Матушка часто говорила мне, что если на эшафот она была готова взойти, не дрогнув, то мысль об убийцах, которые будут преследовать ее с ножом в руках, приводила ее в трепет.
В последние недели Террора прежних служителей тюрьмы, где томилась матушка, заменили люди куда более свирепые; им-то и предстояло расправиться с узниками. Они не скрывали от жертв своих планов; тюремный распорядок ужесточился, посетителей к заключенным больше не допускали, родные не осмеливались посылать им передачи; наконец, узникам запретили выходить во дворы и сады — там рыли для них могилы; по крайней мере в этом уверяли тюремщики; каждый звук, доносившийся издали, каждый шорох, долетавший со стороны города, казался обреченным людям сигналом к бойне, каждую ночь они считали последней.
Тревоги их прекратились лишь с падением Робеспьера. Приняв в расчет это обстоятельство, нельзя не отвергнуть предположения некоторых чересчур изощренных историков Террора, утверждавших, что Робеспьер пал только оттого, что был лучше своих противников. В самом деле, сообщники его сделались ему врагами лишь после того, как начали бояться за собственную жизнь; их главная заслуга состоит в том, что они вовремя испугались и, спасая себя, спасли Францию, которая, осуществи Робеспьер свои намерения, непременно превратилась бы в логово диких зверей. Переворот 9 термидора был заговором бандитов,{83} бунтом разбойников — согласен, но разве становится главарь банды порядочным человеком оттого, что сообщники однажды взбунтовались и прикончили его? Ложное великодушие ведет к неправому суду; это — опасное чувство, ибо, соблазняя добрых людей, оно заставляет их забыть о том, что порядочный человек должен ставить правду и справедливость превыше всего.

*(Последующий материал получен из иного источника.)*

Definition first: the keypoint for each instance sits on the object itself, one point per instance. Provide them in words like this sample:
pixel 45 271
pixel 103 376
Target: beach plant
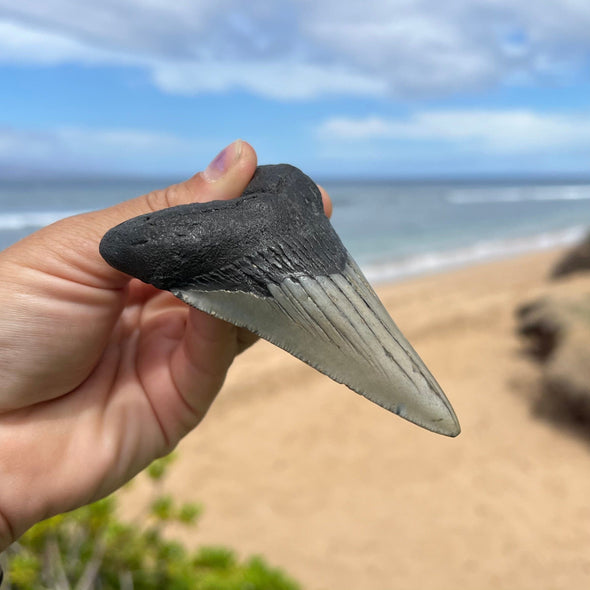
pixel 92 548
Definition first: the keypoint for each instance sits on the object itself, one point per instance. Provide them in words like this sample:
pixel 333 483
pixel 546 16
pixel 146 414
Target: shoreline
pixel 342 494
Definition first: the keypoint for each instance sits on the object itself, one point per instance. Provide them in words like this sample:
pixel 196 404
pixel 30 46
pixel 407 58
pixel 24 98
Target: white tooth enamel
pixel 338 325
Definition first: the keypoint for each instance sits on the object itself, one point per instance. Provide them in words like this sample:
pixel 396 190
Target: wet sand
pixel 344 495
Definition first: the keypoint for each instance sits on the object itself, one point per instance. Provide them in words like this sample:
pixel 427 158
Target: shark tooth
pixel 271 262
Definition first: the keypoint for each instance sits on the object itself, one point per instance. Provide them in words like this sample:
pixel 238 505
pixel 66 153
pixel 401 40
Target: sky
pixel 340 88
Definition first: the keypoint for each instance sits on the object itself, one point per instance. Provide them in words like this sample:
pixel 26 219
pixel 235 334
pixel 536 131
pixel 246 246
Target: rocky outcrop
pixel 556 329
pixel 575 260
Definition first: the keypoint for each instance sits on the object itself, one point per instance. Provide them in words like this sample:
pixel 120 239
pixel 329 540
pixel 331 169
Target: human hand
pixel 101 374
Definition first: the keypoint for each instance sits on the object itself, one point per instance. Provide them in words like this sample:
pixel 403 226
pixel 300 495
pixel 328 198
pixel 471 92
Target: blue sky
pixel 388 88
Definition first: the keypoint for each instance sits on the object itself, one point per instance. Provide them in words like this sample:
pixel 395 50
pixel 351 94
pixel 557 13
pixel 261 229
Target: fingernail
pixel 223 162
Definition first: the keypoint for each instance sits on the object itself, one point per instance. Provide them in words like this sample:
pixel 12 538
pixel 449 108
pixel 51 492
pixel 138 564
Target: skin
pixel 101 374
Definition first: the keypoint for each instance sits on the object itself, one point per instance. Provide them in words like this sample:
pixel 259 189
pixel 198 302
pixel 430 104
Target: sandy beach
pixel 344 495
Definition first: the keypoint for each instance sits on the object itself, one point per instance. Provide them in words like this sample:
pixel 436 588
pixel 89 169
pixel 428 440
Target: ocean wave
pixel 475 196
pixel 479 252
pixel 31 219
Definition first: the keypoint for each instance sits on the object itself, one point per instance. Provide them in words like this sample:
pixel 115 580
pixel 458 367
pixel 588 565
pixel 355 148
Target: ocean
pixel 393 229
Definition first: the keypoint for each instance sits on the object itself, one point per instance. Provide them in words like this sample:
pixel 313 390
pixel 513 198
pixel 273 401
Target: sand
pixel 344 495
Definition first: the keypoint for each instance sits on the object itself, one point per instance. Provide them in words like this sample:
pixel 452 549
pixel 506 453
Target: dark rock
pixel 575 260
pixel 556 328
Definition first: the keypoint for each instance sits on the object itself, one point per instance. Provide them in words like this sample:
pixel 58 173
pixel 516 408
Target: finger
pixel 74 242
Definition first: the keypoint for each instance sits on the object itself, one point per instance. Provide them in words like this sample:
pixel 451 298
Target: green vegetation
pixel 92 549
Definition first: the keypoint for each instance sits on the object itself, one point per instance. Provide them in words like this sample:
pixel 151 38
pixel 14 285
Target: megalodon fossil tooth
pixel 271 262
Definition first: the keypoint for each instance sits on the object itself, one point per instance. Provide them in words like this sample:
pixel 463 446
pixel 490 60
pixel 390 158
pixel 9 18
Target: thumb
pixel 70 246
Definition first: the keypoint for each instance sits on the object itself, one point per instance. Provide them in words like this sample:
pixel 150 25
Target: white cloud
pixel 76 149
pixel 273 79
pixel 307 48
pixel 503 132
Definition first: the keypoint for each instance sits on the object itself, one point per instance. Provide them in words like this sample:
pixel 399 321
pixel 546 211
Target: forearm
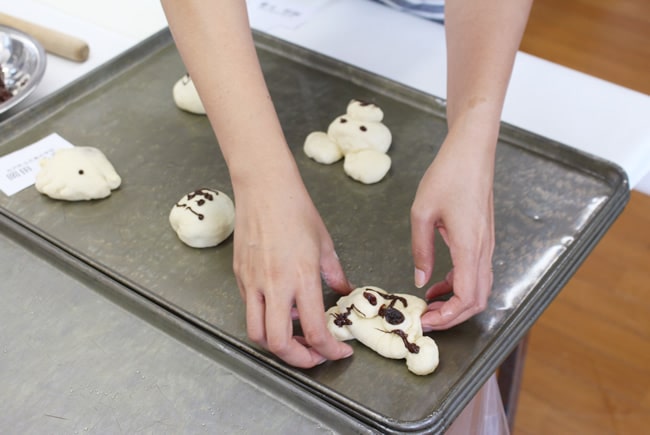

Говорят, что Робеспьер от природы не был жесток, — какая разница? Робеспьер — сама зависть, получившая абсолютную власть. Зависть эта, плод заслуженных унижений, какие аррасский чиновник {84} испытывал при старом порядке, внушила ему идею мести — идею столь ужасную, что, даже зная, какая подлая была у него душа и какое каменное сердце, мы с трудом можем вообразить себе воплощение этой идеи. Робеспьер производил арифметические действия с целой нацией, прилагал алгебру к политическим страстям, писал кровью, считал отрубленными головами — и Франция безропотно сносила все это. Хуже того, сегодня она внимательно выслушивает ученых мужей, ухитряющихся оправдывать подобного человека!!{85} Он не брал чужого… но и тигр убивает не только тогда, когда хочет есть. Робеспьер не был жесток, говорите вы, он не наслаждался зрелищем пролитой крови — но он проливал ее, а это самое страшное. Пусть тот, кто хочет, изобретает новый термин для обозначения обдуманного политического убийства, главное — навсегда заклеймить эту чудовищную добродетель. Извинять убийство тем, что делает его особенно отвратительным, — хладнокровием и расчетливостью убийцы — значит соучаствовать в одном из тягчайших преступлений нашей эпохи, извращении человеческого разума. В наши дни, повинуясь ложной чувствительности, люди беспристрастности ради ставят на одну доску добро и зло; дабы лучше устроиться на земле, они разом отменяют и небеса, и преисподнюю! Дошло до того, что наше поколение почитает преступлением одну-единственную вещь — осуждение преступника, восхищается только одним — отсутствием убеждений. Ведь иметь собственное мнение — значит погрешить против справедливости… не суметь понять другого человека. А нынешняя мода велит понимать всех и вся.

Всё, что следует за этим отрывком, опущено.